FSF3704 Error Correcting Codes 7.5 credits
This course has been discontinued.
Last planned examination: Spring 2021
Decision to discontinue this course:
No information inserted
Content and learning outcomes
Course contents
Basics in error correcting. Properties of linear codes. Shannon's theorem on the existence of good codes.
Weight distribution of the dual of a binary linear code, group characters and codes, the theorems of Macwilliams, Krawtchouk polynomials.
Perfect codes, the Golay codes and the Mathieu groups. Some elementary facts of finite geometry, codes and their related designs. Hadamard codes.
Overview of some classical constructions of error correcting codes: BCH-codes, Reed-Solomon codes, Reed-Muller codes, Quadratic-residue codes. Combining constructions of codes.

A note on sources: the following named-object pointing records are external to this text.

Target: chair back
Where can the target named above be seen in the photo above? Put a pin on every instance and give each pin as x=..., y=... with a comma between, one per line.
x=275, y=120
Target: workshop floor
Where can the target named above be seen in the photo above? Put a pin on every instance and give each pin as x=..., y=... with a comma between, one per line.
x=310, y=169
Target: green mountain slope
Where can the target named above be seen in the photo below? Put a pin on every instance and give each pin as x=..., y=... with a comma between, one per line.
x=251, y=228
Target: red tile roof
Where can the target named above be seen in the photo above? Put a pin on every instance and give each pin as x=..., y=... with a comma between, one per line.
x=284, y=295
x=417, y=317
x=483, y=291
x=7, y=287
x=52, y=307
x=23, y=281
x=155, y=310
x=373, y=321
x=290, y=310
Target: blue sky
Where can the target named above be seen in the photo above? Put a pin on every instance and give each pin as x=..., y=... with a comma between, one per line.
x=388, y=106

Association schemes, the Hamming scheme and the Johnson scheme. Codes in graphs.
Intended learning outcomes
The goal is to give some insight in the theory of error correcting codes.

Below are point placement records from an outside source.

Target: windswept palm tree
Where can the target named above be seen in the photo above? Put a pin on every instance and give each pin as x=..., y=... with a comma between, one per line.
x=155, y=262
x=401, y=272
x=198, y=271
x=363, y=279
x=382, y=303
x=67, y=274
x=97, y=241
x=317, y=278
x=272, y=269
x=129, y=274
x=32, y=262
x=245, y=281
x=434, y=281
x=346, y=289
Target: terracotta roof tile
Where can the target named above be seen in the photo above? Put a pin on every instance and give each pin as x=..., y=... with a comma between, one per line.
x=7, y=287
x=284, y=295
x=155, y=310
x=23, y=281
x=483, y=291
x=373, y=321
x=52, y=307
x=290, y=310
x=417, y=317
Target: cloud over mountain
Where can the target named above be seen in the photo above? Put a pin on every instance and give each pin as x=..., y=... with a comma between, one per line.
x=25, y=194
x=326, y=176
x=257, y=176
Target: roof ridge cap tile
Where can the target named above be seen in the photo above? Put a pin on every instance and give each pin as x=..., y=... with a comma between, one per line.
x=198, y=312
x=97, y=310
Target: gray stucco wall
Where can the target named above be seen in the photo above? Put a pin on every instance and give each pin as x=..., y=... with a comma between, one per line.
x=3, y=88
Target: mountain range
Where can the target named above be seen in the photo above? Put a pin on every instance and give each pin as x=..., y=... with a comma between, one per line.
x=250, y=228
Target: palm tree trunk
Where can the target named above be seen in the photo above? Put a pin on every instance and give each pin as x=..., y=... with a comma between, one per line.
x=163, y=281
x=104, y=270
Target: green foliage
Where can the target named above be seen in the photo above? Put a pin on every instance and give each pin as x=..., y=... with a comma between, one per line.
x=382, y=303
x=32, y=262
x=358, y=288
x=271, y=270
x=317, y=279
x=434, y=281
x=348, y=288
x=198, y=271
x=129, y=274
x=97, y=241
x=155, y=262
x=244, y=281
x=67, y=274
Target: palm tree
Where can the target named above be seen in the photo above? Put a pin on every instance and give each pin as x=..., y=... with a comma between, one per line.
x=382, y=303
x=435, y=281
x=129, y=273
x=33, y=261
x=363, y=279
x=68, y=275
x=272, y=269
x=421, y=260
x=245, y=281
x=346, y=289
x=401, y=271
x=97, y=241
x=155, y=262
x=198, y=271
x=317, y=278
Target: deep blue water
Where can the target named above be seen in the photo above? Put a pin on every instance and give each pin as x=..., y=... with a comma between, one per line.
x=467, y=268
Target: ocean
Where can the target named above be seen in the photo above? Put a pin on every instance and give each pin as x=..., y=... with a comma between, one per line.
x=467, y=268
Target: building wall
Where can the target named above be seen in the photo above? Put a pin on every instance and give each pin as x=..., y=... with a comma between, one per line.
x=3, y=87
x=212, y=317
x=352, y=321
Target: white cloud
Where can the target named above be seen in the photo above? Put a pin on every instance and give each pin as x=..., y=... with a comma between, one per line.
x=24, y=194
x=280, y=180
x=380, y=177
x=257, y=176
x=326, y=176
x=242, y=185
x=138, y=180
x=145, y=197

In particular, the goal is that the student shall learn some classical constructions of good e-error correcting codes and to learn some classical results in coding theory as for example the Macwilliams identities for linear and nonlinear e-error correcting codes.

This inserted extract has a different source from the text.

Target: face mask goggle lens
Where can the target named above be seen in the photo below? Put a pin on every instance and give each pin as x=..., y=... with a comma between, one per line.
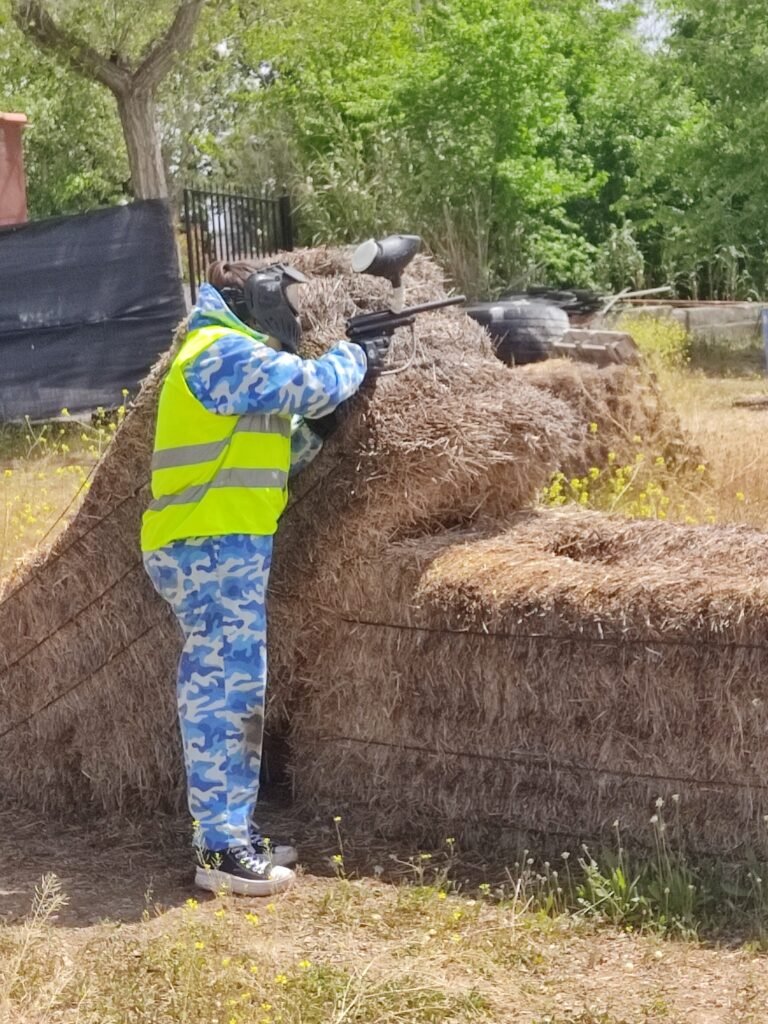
x=292, y=294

Literature and preparations
Specific prerequisites
Courses in Linear Algebra, Elementary Combinatorics and Elementary Algebra.
Recommended prerequisites
Equipment
Literature
F .J. Macwilliams, N.J .A. Sloane, "The Theory of Error-Correcting Codes", North-Holland Mathematical Library.
Examination and completion
If the course is discontinued, students may request to be examined during the following two academic years.
Grading scale
Examination
Based on recommendation from KTH’s coordinator for disabilities, the examiner will decide how to adapt an examination for students with documented disability.
The examiner may apply another examination format when re-examining individual students.
Lectures given by the student on the subjects included in the course, (or a selection of relevant subjects related to the course syllabus), alternatively home assignments together with an oral exam.
Other requirements for final grade
Passed oral presentation or examination.
Opportunity to complete the requirements via supplementary examination
Opportunity to raise an approved grade via renewed examination
Examiner
Ethical approach
- All members of a group are responsible for the group's work.
- In any assessment, every student shall honestly disclose any help received and sources used.
- In an oral assessment, every student shall be able to present and answer questions about the entire assignment and solution.